Same as the others this is my opinion:

  1. Is installing zsh on production server harmless to the system?

Define 'harmless'. Strictly speaking, it causes no direct harm. However, any code that is on your production system is a potential attack vector. In that sense, it's not truly 'harmless', in that it could be used for an attack on the system. There are also some other ways it indirectly could cause problems. ZSH is a bit more resource hungry than bash for example, which could matter on a system running near capacity.

  1. Would you allow to install zsh in this case, and why so?

Depending on the exact circumstances, I might already have it installed.

All of my personal systems have ZSH installed and set as the default shell for everyone including root. This is simply because I'm pretty regularly working from a local shell on these systems, and I actively use ZSH in many cases.

However, all of the systems I administer at work do not have it installed. About 95% of the administrative work I do for them does not involve me ever actually touching a shell on these systems (I do a lot through Ansible at work), so there's no point in me making it a familiar environment. I'd also be very unlikely to install it on anything but our actual development systems, and there's no chance in hell I'd install it on anything that's directly accessible off-site.

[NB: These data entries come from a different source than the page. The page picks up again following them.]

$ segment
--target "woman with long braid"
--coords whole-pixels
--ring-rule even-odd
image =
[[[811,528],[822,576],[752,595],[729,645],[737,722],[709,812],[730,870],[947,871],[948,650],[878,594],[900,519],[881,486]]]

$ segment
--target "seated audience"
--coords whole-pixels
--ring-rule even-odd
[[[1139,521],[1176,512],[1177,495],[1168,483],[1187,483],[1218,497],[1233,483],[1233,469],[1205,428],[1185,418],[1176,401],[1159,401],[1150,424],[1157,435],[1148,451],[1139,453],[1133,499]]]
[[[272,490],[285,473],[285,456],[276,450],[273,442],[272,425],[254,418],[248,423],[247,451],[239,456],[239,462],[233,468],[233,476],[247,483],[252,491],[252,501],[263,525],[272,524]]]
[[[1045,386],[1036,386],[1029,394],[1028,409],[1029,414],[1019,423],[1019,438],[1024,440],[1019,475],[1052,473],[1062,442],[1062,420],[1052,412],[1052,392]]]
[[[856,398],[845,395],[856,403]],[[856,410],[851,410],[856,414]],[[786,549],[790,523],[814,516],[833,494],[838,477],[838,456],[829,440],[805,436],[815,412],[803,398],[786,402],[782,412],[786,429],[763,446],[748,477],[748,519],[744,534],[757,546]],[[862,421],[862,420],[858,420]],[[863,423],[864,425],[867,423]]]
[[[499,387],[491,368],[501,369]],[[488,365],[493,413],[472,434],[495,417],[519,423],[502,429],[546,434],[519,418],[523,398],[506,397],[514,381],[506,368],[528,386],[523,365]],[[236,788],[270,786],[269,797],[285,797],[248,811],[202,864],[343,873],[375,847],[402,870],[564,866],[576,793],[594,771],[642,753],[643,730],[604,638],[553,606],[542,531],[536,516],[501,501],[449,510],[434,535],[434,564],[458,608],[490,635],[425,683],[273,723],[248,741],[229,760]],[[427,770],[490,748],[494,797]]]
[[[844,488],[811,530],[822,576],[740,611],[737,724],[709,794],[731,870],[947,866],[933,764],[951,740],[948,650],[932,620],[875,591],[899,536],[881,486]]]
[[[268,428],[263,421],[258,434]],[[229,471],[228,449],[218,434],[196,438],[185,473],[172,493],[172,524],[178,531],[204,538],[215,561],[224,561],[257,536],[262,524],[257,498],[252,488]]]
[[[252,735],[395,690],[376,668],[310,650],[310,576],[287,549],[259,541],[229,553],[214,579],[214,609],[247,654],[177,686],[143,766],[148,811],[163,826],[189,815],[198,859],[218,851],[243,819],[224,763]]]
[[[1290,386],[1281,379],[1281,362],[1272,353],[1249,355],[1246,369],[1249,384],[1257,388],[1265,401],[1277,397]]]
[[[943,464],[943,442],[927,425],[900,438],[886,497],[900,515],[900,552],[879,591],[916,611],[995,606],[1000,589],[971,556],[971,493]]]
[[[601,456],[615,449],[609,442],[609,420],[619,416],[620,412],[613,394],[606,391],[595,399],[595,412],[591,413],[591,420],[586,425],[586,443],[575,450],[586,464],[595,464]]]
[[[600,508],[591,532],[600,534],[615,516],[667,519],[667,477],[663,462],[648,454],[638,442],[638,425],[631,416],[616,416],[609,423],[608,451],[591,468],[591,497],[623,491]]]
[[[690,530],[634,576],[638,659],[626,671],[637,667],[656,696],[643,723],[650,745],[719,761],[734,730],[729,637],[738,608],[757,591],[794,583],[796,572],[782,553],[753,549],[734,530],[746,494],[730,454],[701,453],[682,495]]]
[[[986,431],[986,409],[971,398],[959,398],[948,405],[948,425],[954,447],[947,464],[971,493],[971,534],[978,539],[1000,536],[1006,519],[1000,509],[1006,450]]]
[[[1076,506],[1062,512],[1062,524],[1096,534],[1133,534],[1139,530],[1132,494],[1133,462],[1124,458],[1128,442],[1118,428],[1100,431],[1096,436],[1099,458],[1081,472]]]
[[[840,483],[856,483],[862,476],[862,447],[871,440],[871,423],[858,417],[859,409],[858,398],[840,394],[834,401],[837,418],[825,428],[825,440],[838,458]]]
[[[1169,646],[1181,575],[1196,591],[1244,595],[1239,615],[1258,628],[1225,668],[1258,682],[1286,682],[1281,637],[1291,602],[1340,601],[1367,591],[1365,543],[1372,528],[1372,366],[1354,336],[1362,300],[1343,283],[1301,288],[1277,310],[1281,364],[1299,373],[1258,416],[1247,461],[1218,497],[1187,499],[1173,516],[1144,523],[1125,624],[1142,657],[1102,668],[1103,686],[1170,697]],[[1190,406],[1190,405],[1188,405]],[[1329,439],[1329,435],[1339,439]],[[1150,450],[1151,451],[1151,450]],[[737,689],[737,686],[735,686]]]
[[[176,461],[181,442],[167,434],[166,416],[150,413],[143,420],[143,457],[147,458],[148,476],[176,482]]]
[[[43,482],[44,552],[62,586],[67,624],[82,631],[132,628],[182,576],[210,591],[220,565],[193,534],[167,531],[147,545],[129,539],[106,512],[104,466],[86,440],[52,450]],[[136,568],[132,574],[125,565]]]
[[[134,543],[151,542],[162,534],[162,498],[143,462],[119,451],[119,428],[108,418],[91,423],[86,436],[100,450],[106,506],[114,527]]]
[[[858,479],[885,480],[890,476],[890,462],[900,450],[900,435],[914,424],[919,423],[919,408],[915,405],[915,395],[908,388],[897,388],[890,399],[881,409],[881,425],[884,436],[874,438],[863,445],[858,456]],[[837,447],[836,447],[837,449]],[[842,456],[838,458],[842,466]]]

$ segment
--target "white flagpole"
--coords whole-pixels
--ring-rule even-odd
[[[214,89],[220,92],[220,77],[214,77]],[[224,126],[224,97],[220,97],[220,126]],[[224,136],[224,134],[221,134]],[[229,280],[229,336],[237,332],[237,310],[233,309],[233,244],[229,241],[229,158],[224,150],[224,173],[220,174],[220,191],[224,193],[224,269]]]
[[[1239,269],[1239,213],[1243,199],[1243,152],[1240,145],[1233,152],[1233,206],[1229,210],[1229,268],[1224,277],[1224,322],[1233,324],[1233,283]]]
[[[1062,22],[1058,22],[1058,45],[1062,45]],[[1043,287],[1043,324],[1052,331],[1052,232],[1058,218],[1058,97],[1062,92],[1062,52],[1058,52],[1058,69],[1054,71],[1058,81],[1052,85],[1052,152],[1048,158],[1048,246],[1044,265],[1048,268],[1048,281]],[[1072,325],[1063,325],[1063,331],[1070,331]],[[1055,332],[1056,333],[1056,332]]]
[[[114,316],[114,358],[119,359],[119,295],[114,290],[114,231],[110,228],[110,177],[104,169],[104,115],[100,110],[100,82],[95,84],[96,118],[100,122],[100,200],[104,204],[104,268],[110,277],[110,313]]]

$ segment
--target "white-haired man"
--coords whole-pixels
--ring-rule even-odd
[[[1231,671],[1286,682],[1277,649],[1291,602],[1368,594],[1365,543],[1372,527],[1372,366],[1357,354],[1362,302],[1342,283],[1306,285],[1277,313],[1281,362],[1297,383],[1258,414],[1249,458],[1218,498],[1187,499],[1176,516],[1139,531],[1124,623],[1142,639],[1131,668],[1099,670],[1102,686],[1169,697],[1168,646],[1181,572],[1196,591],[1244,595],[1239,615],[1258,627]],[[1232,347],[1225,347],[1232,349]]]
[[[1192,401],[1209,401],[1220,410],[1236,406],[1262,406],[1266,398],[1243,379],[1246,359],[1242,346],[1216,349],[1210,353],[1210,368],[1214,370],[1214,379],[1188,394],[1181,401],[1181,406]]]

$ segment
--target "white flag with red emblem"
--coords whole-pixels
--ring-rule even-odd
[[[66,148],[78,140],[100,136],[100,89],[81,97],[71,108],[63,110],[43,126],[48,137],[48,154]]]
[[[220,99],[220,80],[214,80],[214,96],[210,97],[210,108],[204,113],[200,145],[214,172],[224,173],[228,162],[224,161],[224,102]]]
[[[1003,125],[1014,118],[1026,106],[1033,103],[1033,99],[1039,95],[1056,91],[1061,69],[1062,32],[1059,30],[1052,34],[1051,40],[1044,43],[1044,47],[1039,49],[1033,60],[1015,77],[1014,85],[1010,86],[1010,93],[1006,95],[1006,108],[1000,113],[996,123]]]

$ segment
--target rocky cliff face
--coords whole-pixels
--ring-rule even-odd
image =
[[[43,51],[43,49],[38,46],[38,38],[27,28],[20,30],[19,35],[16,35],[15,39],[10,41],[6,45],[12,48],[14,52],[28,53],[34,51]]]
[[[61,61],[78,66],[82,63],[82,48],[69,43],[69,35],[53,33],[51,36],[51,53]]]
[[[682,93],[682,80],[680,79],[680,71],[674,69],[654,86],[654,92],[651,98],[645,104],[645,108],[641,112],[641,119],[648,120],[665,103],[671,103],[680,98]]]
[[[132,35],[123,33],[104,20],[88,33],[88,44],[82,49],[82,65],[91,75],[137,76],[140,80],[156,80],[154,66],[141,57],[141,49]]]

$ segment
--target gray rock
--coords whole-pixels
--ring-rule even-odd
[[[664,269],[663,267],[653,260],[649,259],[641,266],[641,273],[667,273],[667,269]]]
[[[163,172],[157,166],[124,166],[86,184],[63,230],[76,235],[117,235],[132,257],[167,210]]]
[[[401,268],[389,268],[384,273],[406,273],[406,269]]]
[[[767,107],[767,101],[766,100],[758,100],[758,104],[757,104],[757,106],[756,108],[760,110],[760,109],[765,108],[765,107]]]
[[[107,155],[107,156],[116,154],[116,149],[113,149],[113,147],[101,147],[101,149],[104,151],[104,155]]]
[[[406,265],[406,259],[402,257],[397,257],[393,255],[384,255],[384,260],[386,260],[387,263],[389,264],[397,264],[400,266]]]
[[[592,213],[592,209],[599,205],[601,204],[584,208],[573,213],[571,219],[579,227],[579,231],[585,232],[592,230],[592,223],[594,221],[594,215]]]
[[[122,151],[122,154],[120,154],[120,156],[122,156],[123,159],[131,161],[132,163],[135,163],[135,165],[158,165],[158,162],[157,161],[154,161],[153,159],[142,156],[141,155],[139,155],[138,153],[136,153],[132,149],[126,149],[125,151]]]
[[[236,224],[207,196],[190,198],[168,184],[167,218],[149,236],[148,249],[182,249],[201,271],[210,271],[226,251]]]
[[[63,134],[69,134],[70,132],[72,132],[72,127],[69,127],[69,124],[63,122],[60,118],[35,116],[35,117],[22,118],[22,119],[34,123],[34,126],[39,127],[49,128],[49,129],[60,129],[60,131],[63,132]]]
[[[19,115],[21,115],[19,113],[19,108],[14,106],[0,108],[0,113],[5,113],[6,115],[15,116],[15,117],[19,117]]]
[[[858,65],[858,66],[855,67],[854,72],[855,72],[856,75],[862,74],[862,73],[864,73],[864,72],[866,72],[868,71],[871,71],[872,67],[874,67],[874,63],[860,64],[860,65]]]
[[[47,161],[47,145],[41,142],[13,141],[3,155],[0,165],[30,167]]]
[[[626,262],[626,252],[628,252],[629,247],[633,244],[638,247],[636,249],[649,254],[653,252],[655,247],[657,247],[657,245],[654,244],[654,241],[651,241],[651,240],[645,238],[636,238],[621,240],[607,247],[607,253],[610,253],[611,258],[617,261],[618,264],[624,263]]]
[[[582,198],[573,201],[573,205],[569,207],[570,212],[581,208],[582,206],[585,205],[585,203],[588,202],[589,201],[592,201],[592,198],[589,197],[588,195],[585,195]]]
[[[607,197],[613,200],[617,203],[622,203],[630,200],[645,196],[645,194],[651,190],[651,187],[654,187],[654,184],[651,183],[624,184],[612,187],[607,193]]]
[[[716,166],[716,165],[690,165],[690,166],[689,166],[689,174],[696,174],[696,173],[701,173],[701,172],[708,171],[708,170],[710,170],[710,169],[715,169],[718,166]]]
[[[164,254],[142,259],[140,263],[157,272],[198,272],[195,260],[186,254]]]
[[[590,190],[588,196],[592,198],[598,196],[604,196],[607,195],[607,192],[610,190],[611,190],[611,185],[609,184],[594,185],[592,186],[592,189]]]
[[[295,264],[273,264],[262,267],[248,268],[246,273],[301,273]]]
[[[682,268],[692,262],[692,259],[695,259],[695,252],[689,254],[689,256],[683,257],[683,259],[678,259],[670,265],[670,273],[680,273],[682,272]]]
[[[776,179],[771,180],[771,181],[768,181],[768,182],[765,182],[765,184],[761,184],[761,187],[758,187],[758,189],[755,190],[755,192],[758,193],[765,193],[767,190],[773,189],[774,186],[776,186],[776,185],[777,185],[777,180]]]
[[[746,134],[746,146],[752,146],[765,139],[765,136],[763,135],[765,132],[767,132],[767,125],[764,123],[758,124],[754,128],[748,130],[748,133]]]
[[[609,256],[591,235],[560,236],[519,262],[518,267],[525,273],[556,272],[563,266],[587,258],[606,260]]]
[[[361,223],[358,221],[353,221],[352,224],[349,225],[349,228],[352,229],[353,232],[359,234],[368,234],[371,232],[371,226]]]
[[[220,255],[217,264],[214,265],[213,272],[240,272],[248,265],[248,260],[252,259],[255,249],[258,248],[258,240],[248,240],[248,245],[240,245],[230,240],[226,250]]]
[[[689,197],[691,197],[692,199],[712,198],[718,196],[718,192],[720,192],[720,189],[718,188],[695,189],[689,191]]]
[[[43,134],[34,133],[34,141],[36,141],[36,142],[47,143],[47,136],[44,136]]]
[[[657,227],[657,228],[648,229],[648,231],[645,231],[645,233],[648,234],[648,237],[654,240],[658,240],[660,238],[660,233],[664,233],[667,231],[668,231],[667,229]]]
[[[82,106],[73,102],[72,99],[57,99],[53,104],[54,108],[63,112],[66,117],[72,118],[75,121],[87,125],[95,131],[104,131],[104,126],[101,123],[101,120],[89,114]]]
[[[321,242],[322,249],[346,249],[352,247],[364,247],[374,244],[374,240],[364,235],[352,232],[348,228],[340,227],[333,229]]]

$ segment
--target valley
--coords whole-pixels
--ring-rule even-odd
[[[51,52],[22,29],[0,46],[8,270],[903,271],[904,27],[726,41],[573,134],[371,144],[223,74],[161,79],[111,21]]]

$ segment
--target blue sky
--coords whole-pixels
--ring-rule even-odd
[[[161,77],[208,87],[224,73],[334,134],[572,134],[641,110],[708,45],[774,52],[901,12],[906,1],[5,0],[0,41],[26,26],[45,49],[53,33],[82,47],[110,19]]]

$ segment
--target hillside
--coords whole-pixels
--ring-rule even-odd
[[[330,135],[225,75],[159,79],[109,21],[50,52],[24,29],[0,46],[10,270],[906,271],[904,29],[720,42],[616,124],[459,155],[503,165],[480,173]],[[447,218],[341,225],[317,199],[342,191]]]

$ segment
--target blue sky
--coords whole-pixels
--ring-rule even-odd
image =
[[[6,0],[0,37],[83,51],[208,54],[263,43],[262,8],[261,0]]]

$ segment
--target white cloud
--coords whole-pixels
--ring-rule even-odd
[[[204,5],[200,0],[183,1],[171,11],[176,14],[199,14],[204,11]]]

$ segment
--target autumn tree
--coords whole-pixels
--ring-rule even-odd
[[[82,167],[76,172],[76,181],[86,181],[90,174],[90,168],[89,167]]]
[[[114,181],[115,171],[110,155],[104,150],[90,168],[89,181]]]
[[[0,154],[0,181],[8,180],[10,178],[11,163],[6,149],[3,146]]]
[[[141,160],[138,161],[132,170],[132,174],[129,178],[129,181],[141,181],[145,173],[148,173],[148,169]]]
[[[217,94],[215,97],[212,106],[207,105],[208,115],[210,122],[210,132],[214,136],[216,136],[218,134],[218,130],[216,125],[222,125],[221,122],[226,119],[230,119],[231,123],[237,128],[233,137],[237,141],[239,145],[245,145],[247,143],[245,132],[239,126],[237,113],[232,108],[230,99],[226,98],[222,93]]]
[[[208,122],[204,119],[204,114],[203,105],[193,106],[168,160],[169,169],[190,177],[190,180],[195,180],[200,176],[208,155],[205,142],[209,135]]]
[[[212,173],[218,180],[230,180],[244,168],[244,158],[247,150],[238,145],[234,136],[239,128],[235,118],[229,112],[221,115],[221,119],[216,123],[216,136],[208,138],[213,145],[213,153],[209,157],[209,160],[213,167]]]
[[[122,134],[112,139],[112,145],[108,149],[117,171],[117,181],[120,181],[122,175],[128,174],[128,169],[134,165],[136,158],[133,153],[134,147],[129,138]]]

  1. Does it make sense to restrict users with bash on production server?

I'd question the practicality of letting regular users touch production systems at all beyond certain very restrictive cases that do not involve actual shell access.

For example, where I work, only the IT department and the people directly responsible for maintaining our website have anything but regular HTTPS access to our web servers. The IT people (myself included) must log in with a special account only used for administration of the web servers, and even then they have limited access to the systems unless they're sitting at the physical console in the server room. The web designers only have SFTP access to the root of the website, and nothing else. Given this, there is no need for any shell except bash (which is our standard internally for administrative usage).

Similarly, for our internal file servers, only the IT department has actual shell access. Other users have specially limited access to certain directories, usually allowing regular file server protocols (SMB, NFS, etc), plus SFTP, and in some cases rsync, but none of them have any real shell access, because they don't actually need it.